What is your recording process like?
When I'm getting ready to record a new album, I basically try to be in creative mode. I'm not just creating a song, but trying to come up with a creative concept. I have to stay interested in the music. I'm a melodic person so a lot of times, I listen to the track and then decide what it's telling me to say in the hook. I like to do a lot of sing-song type hooks. That sets the direction for each song. And with the album, I just try to do something different than I did last time.
'Ridin' touched on police profiling. What type of issues will you cover on your new album?
On the new album, 'Ultimate Victory,' I'm talking about a lot of current events [including] the controversy surrounding the "N" word and hip-hop in general, the war, my view on politics and a lot of little hidden gems. That's been my whole goal: to try to get people to know Chamillionaire, the man behind the name. It's hard getting people to make a connection with an artist nowadays. I want people to connect with me. Last time, I had some deeper messages in a couple of songs and people never remember them. They remember the ringtone songs or the singles. This time I made the whole album moral, so that if you listen to the album, you get the idea.
What do you say to those who believe southern hip-hop isn't lyrical enough?

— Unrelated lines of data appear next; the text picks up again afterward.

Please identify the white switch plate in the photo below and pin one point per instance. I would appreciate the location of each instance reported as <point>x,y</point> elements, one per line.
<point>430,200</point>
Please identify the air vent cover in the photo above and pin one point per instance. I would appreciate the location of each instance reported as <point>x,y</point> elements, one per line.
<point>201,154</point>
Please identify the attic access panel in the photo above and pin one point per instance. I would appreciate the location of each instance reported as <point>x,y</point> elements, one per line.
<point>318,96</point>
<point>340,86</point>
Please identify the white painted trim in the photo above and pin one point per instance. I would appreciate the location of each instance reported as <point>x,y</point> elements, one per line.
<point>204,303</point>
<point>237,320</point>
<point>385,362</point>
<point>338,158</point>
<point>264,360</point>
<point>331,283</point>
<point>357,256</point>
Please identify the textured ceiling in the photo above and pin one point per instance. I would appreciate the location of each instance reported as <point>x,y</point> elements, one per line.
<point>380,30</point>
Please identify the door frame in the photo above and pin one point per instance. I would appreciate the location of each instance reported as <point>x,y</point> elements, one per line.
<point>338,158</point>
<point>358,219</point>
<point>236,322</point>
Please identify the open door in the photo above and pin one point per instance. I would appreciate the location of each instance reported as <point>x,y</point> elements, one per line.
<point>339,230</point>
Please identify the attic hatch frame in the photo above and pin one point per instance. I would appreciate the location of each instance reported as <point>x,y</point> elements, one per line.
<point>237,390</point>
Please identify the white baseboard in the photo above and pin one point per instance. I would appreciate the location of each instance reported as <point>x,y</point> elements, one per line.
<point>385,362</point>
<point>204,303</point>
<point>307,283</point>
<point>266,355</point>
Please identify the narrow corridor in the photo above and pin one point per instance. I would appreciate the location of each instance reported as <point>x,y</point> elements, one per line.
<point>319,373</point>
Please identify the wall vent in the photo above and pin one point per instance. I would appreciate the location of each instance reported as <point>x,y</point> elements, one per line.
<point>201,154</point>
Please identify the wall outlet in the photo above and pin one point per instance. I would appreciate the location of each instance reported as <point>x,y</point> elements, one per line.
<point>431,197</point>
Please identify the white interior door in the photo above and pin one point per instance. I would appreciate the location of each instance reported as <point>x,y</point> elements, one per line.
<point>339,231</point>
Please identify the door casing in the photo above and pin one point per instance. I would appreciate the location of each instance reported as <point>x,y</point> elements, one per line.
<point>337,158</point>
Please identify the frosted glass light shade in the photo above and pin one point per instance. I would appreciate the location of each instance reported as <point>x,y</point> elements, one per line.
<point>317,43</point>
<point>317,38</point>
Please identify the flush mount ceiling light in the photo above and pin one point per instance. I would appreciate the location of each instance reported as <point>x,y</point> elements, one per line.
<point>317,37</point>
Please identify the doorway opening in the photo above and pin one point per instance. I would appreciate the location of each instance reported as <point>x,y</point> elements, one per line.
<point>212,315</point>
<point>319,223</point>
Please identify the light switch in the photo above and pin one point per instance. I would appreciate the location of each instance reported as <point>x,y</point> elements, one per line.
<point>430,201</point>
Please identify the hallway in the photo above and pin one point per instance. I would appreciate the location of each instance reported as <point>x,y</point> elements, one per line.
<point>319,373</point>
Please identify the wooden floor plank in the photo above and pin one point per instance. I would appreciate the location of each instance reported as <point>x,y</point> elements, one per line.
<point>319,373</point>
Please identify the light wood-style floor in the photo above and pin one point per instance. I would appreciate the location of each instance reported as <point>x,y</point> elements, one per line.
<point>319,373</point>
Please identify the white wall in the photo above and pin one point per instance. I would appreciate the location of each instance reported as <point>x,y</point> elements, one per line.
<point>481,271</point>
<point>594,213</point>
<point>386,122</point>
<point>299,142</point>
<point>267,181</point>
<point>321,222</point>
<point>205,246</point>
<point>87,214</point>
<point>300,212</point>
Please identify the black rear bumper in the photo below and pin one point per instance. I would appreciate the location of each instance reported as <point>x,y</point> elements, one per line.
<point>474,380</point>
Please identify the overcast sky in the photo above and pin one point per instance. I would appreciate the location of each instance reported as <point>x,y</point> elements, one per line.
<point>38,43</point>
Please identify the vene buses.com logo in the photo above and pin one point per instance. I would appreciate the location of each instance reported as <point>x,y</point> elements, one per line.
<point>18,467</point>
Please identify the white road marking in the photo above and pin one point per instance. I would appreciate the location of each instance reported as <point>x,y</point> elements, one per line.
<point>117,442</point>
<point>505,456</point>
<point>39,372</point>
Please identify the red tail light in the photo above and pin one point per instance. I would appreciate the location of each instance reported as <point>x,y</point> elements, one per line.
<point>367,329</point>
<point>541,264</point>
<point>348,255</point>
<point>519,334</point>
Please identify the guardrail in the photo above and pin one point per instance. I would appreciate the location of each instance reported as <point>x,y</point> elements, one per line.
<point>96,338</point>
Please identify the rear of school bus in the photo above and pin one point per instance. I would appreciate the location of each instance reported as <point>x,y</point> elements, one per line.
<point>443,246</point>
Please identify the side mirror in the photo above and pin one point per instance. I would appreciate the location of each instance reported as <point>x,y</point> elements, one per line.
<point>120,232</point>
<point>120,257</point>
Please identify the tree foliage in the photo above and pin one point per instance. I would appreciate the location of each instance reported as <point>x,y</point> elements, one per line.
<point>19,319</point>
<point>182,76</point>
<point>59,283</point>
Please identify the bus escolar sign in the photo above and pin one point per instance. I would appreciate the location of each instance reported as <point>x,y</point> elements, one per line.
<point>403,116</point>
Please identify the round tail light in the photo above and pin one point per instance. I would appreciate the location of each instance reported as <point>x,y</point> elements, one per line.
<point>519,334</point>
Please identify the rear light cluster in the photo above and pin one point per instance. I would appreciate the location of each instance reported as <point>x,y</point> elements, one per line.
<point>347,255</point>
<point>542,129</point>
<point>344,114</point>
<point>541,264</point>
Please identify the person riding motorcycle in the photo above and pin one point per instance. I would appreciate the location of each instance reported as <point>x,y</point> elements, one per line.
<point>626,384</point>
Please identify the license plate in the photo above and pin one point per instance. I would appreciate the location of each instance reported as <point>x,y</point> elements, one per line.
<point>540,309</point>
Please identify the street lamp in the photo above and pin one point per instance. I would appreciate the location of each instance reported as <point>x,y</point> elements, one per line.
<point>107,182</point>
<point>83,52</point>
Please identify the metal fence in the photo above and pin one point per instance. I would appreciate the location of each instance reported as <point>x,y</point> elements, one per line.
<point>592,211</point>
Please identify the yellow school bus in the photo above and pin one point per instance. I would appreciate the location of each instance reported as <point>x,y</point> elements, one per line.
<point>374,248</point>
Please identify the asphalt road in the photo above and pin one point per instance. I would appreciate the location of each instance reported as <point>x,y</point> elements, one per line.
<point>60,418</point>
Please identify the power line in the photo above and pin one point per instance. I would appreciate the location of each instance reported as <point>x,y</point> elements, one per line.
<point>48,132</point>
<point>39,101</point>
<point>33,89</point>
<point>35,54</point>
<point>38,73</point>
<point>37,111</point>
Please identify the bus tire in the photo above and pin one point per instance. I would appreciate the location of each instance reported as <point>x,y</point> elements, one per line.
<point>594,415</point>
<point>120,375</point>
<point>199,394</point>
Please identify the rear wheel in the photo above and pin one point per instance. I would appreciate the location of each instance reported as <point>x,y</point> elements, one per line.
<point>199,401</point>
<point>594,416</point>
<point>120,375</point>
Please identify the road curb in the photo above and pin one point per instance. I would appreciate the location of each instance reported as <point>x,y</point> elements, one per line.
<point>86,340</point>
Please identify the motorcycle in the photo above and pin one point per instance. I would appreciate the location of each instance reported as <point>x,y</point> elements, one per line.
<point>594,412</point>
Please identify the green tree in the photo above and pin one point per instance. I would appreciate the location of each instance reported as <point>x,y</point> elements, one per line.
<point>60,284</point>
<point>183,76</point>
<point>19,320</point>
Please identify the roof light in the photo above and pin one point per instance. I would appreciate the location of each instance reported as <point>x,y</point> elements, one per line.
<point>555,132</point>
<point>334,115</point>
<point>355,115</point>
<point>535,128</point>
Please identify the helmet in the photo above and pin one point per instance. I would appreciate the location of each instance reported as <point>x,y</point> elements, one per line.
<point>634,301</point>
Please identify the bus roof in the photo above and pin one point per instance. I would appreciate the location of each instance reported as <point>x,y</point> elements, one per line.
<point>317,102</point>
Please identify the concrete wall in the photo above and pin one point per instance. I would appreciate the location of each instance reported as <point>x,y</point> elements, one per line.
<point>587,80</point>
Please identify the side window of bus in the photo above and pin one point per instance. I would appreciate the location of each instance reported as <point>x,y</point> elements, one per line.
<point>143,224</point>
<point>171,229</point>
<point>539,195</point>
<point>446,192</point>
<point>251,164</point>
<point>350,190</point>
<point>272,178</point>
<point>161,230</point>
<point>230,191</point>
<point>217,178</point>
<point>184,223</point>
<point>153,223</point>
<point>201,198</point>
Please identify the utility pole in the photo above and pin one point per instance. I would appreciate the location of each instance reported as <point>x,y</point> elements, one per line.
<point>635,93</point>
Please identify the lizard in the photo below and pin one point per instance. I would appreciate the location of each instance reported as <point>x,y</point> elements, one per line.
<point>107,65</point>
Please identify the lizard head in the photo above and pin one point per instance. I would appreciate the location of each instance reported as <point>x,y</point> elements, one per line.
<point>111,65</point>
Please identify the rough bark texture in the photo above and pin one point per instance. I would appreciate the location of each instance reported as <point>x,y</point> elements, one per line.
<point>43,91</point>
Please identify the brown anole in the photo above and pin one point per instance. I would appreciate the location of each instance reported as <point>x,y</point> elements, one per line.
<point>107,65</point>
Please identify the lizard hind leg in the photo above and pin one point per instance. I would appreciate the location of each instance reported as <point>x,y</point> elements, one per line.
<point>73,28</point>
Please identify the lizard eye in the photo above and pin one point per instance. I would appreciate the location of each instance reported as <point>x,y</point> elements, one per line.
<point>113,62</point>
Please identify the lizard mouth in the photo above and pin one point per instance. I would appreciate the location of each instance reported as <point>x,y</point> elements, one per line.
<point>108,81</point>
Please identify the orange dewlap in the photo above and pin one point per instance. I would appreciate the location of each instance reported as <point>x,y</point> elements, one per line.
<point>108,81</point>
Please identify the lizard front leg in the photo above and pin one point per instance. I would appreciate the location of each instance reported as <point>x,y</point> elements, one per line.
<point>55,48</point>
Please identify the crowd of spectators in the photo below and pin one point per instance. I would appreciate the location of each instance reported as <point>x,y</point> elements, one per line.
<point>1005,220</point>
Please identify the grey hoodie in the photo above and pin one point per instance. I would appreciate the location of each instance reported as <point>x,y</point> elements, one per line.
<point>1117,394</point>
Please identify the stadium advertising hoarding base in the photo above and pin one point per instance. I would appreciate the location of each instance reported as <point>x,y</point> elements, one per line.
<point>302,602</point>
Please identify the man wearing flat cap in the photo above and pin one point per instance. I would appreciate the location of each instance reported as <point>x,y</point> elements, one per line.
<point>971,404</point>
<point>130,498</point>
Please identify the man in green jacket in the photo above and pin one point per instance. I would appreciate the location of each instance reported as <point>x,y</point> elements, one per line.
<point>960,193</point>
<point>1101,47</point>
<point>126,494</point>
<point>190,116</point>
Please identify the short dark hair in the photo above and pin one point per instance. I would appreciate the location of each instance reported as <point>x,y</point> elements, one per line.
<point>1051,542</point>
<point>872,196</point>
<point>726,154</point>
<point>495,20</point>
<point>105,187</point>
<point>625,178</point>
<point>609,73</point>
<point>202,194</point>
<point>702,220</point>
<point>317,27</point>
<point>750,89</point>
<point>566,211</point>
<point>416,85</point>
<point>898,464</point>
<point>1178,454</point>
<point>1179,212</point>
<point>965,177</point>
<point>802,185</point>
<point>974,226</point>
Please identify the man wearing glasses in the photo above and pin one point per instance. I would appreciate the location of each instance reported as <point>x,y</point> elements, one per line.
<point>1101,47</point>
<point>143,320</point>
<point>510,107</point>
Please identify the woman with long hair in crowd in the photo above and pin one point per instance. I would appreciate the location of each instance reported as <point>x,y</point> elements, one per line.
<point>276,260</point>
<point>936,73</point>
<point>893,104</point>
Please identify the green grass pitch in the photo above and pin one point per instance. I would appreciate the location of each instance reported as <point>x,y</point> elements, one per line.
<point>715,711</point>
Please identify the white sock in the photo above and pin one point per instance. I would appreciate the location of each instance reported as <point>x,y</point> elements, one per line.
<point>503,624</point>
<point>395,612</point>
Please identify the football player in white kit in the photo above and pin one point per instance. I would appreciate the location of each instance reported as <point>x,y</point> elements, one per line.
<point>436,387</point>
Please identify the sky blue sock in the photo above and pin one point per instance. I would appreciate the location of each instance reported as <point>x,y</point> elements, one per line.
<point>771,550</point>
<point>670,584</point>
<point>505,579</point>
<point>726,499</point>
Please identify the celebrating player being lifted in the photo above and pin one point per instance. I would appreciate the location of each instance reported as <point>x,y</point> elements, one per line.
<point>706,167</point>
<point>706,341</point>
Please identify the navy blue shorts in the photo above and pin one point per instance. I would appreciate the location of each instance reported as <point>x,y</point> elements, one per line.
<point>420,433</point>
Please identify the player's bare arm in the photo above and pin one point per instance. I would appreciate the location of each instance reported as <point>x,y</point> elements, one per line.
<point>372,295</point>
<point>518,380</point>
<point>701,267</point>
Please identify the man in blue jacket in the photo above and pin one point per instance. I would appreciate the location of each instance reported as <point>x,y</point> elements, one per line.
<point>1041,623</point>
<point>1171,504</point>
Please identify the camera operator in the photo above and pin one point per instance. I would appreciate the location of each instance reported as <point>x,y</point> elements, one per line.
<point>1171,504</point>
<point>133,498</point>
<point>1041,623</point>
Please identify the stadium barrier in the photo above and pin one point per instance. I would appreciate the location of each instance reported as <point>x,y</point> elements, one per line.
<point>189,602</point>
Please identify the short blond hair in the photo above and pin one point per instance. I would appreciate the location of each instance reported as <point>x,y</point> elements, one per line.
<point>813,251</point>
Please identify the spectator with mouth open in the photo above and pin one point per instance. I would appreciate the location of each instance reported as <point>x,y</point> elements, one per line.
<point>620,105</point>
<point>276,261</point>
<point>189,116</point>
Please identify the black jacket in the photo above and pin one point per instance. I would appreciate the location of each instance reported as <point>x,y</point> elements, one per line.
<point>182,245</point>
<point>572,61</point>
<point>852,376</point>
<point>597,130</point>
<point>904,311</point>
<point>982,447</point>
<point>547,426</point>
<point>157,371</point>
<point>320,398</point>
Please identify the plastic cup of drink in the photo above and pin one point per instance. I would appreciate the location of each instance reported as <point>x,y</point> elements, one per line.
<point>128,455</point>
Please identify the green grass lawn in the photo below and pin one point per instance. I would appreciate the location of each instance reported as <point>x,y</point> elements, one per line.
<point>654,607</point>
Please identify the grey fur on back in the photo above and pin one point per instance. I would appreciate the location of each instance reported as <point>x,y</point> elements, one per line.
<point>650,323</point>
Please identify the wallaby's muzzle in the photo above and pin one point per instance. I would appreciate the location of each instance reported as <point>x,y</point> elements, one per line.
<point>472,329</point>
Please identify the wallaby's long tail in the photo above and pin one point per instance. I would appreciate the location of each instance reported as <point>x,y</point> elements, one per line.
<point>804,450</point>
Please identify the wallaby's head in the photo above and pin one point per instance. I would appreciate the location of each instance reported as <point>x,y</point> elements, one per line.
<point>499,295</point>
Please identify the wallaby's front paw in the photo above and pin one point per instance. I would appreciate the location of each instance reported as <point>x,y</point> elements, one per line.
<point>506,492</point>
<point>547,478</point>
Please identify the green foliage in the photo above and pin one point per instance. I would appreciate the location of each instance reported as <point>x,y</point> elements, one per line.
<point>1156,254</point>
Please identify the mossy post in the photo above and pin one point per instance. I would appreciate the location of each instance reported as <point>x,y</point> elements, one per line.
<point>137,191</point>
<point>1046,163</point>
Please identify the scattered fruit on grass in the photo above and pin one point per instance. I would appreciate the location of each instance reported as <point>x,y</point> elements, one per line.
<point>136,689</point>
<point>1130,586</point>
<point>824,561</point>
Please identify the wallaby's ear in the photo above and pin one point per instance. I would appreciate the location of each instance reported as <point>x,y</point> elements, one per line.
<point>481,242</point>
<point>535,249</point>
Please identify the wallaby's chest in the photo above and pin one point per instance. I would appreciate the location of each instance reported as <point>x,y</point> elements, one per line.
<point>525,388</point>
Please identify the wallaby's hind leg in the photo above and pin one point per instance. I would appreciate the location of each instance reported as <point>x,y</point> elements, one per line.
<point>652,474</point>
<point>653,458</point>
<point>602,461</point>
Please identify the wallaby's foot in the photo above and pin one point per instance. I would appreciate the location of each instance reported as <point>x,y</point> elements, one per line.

Well, I guess there's a lot of ammunition out there. There's a lot of songs that come out of the South that are pretty simple, but that's generalizing a region. It's crazy that people would think that everyone [from the South] is one-track minded and simple. Of course major labels sign a lot of acts that do the same kind of music, but there's more out there. And I'm definitely one of the artists that's trying to prove that.